Request an alpha key → open a Discussion, then add the config for your client:

Cursor (~/.cursor/mcp.json):

{
  "mcpServers": {
    "horizon": {
      "url": "https://horizon.leocelis.com/sse",
      "headers": { "Authorization": "Bearer YOUR_KEY_HERE" }
    }
  }
}

VS Code / GitHub Copilot (.vscode/mcp.json in your workspace):

{
  "servers": {
    "horizon": {
      "type": "http",
      "url": "https://horizon.leocelis.com/sse",
      "headers": { "Authorization": "Bearer YOUR_KEY_HERE" }
    }
  }
}

VS Code note: Use "servers" (not "mcpServers") and "type": "http" — VS Code tries Streamable HTTP first and falls back to SSE automatically, so "type": "http" works with the /sse URL.

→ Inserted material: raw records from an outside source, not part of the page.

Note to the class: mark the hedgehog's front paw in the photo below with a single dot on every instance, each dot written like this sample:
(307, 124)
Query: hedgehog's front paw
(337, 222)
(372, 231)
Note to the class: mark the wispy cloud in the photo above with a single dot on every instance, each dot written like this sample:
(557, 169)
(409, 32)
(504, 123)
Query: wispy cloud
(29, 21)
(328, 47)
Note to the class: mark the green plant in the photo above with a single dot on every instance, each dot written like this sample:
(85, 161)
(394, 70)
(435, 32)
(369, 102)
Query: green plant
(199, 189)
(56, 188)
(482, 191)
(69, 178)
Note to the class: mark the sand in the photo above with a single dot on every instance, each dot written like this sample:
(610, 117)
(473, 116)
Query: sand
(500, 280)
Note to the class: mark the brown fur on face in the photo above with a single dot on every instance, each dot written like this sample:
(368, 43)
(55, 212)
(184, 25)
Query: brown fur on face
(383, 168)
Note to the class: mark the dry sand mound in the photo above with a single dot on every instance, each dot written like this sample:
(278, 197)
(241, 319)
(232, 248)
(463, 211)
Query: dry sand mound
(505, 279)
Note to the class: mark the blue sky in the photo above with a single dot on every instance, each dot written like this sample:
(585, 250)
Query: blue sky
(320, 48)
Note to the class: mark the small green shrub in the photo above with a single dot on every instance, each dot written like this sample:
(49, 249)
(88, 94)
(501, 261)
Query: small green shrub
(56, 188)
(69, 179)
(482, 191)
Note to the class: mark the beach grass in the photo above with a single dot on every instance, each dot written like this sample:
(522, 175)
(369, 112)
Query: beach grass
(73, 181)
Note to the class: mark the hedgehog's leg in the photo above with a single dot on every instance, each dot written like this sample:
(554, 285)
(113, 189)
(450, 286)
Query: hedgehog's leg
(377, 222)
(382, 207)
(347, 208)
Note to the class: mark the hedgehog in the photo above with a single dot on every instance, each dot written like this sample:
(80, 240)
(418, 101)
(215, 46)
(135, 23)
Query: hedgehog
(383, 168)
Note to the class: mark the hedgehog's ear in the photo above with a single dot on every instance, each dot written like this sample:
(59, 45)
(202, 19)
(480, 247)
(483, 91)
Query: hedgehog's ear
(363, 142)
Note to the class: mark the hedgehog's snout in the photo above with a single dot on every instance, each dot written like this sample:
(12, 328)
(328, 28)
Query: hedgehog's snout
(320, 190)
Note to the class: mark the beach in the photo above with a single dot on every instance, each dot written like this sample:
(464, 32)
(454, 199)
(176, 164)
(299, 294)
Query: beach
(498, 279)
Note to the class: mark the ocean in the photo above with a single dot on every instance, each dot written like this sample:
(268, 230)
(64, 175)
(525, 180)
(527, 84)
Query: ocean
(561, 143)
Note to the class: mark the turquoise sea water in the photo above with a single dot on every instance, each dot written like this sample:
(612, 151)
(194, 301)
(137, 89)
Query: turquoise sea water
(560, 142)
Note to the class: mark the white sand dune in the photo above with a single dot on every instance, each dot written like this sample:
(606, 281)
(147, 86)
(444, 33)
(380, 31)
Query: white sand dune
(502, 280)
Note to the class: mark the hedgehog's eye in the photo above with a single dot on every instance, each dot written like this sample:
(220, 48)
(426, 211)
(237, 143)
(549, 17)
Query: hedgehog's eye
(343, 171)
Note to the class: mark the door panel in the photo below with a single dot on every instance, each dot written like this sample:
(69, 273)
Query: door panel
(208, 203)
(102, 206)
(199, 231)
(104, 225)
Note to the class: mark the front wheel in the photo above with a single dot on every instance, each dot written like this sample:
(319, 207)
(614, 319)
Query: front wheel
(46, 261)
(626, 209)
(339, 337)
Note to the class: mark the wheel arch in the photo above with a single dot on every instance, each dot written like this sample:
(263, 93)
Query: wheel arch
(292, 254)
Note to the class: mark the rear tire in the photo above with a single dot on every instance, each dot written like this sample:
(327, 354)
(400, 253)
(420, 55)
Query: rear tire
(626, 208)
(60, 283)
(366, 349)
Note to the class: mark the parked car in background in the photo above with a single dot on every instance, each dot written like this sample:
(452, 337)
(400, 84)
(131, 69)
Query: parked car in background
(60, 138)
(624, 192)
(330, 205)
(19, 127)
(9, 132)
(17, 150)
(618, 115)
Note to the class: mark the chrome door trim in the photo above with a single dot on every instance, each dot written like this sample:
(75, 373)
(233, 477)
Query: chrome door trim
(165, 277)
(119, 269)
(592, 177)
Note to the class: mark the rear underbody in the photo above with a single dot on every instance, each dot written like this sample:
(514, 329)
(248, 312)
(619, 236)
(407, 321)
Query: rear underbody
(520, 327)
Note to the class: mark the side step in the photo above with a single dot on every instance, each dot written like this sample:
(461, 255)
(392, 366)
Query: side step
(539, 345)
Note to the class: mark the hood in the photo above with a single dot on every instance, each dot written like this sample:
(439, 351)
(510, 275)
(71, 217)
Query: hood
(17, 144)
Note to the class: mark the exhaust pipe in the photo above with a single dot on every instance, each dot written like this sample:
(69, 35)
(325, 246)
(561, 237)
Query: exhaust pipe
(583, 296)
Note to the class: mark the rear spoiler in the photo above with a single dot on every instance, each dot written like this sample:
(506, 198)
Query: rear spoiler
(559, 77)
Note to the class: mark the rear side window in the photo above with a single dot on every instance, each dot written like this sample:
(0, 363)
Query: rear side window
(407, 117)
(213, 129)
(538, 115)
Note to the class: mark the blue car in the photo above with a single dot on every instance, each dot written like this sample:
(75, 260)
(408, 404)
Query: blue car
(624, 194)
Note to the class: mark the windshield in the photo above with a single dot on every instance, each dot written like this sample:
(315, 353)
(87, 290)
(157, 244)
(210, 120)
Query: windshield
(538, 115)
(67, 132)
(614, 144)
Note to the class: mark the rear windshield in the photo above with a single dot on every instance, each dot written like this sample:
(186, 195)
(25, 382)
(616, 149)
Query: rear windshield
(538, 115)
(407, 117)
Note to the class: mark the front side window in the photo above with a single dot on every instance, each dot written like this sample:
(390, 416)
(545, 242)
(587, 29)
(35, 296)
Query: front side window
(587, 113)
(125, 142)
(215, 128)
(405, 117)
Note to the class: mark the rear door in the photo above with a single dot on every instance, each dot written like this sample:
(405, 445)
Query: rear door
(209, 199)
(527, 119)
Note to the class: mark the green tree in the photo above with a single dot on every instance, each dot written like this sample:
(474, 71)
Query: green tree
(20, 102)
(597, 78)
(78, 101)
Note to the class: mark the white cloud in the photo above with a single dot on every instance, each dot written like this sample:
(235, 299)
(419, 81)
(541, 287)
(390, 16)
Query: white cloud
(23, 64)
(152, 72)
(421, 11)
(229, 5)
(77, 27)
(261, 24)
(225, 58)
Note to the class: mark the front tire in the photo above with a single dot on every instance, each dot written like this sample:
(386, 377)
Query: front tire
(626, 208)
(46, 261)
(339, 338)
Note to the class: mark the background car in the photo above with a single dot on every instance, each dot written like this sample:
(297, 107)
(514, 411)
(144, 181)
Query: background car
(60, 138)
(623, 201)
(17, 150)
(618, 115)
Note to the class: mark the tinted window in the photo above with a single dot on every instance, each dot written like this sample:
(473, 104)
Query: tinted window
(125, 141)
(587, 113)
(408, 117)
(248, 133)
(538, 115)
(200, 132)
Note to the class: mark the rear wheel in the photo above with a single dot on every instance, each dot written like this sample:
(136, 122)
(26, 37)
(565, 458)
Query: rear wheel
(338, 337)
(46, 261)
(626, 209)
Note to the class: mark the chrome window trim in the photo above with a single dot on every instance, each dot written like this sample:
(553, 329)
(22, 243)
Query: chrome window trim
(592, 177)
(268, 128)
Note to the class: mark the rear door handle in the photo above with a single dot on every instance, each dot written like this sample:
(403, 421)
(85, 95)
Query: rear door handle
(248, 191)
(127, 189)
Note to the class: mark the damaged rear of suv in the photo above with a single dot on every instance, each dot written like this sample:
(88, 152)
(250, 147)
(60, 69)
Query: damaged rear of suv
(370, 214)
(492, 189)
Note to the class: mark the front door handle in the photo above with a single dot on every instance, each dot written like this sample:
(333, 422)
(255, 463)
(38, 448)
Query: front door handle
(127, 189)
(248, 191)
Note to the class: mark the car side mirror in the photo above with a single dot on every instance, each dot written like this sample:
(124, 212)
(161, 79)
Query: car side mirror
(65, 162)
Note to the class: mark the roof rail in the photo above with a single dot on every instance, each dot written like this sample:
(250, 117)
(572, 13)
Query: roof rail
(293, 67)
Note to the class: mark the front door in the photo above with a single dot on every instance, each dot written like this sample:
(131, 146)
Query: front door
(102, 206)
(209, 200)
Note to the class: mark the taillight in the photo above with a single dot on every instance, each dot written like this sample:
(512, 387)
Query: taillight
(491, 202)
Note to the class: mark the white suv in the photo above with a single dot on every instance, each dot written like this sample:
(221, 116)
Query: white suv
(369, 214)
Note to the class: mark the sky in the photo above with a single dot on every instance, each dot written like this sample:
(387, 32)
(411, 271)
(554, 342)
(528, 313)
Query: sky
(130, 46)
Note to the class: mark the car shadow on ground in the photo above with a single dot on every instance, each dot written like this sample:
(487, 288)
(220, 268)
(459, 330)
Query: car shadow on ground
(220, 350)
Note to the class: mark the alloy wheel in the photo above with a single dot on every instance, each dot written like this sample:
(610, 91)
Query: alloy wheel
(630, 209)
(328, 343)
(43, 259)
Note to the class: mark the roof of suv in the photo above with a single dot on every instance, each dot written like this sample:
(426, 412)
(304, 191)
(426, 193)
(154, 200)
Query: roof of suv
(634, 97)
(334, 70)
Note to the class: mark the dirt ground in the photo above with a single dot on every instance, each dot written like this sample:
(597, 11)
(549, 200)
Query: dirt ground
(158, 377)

Claude Desktop (~/Library/Application Support/Claude/claude_desktop_config.json):

{
  "mcpServers": {
    "horizon": {
      "url": "https://horizon.leocelis.com/sse",
      "headers": { "Authorization": "Bearer YOUR_KEY_HERE" }
    }
  }
}

That's it. Reload your MCP client and three tools appear: new_conversation, process_turn, configure_session.

Alpha access: Horizon's hosted endpoint is in private alpha. Keys are distributed to agent developers who want to monitor real projects. Open a Discussion to request one — describe your use case and we'll send a key.

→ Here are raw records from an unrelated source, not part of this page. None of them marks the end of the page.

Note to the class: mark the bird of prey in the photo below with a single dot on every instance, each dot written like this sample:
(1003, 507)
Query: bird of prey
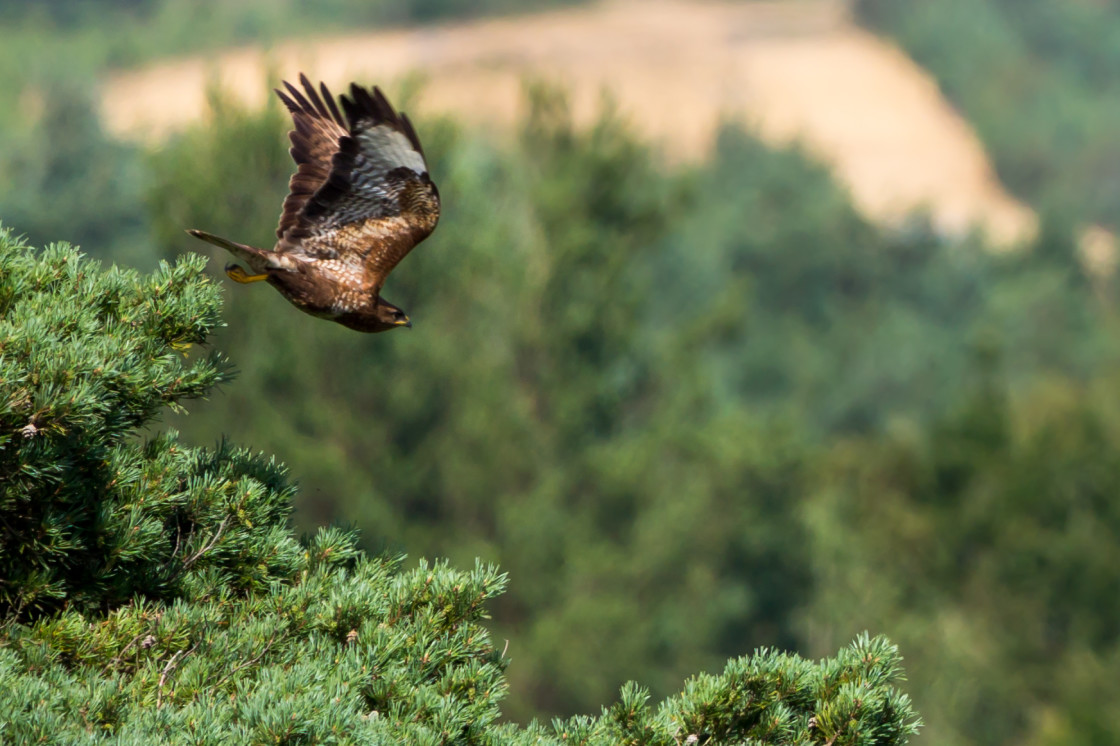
(360, 201)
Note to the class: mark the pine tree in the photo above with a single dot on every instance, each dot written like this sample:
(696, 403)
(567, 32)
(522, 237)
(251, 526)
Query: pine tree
(154, 593)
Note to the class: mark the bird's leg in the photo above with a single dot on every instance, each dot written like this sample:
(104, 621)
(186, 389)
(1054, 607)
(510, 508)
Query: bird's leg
(239, 274)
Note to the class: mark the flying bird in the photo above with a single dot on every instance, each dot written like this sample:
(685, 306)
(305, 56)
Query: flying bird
(360, 201)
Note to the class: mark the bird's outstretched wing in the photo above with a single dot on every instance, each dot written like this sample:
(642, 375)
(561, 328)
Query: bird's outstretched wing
(376, 199)
(314, 143)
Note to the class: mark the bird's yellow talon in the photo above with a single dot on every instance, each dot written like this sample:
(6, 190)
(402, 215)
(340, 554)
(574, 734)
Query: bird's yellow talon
(239, 274)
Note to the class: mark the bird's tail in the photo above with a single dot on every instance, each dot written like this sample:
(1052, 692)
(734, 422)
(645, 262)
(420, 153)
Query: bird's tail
(258, 259)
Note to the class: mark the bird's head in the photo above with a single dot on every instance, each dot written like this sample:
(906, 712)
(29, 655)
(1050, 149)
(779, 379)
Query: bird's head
(392, 316)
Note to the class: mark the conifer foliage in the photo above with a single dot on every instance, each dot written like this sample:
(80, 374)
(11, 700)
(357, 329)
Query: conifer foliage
(155, 593)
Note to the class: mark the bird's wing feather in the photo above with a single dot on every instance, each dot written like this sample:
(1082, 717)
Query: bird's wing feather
(314, 143)
(378, 201)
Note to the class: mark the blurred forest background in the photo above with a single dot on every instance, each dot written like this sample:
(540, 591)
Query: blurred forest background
(691, 408)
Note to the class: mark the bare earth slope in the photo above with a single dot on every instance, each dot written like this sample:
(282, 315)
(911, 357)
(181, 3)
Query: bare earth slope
(791, 70)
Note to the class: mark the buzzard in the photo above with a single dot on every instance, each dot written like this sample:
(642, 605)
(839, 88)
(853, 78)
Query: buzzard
(360, 201)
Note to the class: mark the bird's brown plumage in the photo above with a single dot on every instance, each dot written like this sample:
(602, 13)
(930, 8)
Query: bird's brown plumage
(360, 201)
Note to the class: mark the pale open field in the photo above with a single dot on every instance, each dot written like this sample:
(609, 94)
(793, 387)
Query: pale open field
(791, 70)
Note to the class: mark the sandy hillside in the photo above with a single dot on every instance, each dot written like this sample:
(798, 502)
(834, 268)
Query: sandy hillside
(792, 68)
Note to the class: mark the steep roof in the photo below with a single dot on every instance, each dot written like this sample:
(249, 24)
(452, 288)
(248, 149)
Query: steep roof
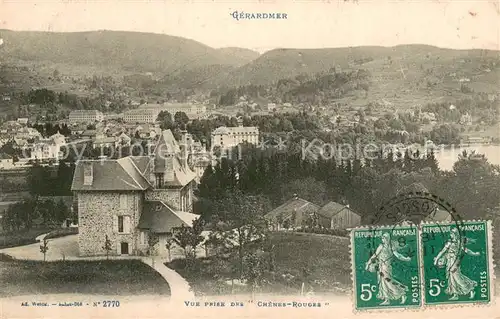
(167, 144)
(293, 205)
(111, 175)
(332, 208)
(158, 217)
(132, 172)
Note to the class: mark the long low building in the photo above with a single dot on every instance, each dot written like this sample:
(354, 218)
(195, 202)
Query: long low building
(141, 115)
(85, 116)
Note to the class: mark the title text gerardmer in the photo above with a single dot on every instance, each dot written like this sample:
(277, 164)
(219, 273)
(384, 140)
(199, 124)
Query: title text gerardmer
(249, 16)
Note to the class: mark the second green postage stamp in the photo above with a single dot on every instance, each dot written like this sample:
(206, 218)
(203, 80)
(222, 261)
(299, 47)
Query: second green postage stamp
(457, 263)
(385, 263)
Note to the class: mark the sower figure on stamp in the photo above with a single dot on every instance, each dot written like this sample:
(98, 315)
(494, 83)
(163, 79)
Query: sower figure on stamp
(450, 256)
(388, 287)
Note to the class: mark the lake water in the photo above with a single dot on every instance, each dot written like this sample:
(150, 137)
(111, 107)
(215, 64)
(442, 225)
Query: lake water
(447, 157)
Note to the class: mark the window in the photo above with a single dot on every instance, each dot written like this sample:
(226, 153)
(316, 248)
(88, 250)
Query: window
(159, 180)
(123, 201)
(124, 224)
(120, 224)
(144, 238)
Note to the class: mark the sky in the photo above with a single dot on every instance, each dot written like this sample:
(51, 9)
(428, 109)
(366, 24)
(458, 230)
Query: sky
(458, 24)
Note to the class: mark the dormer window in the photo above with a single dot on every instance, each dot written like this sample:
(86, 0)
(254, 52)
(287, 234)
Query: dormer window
(159, 180)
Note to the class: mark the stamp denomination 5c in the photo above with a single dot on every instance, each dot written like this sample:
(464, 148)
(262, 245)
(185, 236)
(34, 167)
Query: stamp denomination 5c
(386, 267)
(457, 263)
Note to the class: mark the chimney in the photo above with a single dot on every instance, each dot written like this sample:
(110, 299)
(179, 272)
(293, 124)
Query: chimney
(88, 173)
(185, 147)
(169, 168)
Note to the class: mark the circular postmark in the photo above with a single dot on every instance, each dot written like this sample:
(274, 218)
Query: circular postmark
(407, 211)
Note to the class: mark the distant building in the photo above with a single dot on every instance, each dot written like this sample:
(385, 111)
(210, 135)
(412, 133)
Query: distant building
(141, 115)
(227, 137)
(191, 110)
(336, 216)
(48, 149)
(292, 214)
(23, 120)
(271, 106)
(85, 116)
(6, 161)
(466, 119)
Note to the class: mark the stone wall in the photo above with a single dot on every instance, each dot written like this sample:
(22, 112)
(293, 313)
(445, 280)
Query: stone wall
(97, 213)
(171, 197)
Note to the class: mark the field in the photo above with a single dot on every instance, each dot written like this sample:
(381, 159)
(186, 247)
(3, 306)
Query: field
(23, 237)
(113, 277)
(321, 262)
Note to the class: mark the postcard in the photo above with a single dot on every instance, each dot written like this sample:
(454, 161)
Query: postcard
(249, 159)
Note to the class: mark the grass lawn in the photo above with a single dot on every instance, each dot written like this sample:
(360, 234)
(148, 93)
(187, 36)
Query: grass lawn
(22, 237)
(324, 258)
(106, 277)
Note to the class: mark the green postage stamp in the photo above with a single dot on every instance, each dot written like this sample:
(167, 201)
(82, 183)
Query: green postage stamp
(386, 270)
(457, 263)
(422, 266)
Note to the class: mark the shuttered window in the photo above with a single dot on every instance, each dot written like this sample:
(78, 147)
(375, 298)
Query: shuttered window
(120, 224)
(124, 224)
(123, 201)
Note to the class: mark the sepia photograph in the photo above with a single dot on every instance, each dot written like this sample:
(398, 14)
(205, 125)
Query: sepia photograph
(249, 159)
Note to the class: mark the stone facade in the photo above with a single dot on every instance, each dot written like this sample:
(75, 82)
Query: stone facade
(98, 216)
(171, 197)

Path 2 — pip install (library integration)

pip install horizon-monitor

Verify your install (exercises the full pipeline on 5 canonical scenarios, ~25s):

horizon-validate

Path 3 — MCP server from source

pip install 'horizon-monitor[mcp]'
horizon serve                             # stdio — for Cursor, Claude Desktop
horizon serve --transport sse --port 3847 # SSE — for web/team deployments

Add to ~/.cursor/mcp.json:

{
  "mcpServers": {
    "horizon": { "command": "horizon", "args": ["serve"] }
  }
}

Full Cursor and Claude Desktop setup guides: docs/integrations/

What it monitors

Standard observability tools evaluate individual response quality. Horizon evaluates conversation quality — a structurally different problem:

Tool	What it sees	What it misses
LangSmith, Braintrust	Latency, cost, per-response quality	Drift across turns
RAGAS, DeepEval	Faithfulness, relevance per turn	Temporal desync, cognitive load
Human raters	Subjective quality	Systematic structural decay
Horizon	Conversation dynamics	Intentionally nothing

Horizon does not replace per-response quality tools. It adds the dimension they all lack.

Quickstart

from horizon import FidelityMonitor
from datetime import datetime, timezone

monitor = FidelityMonitor()
session_id = monitor.new_conversation(metadata={"domain": "technical"})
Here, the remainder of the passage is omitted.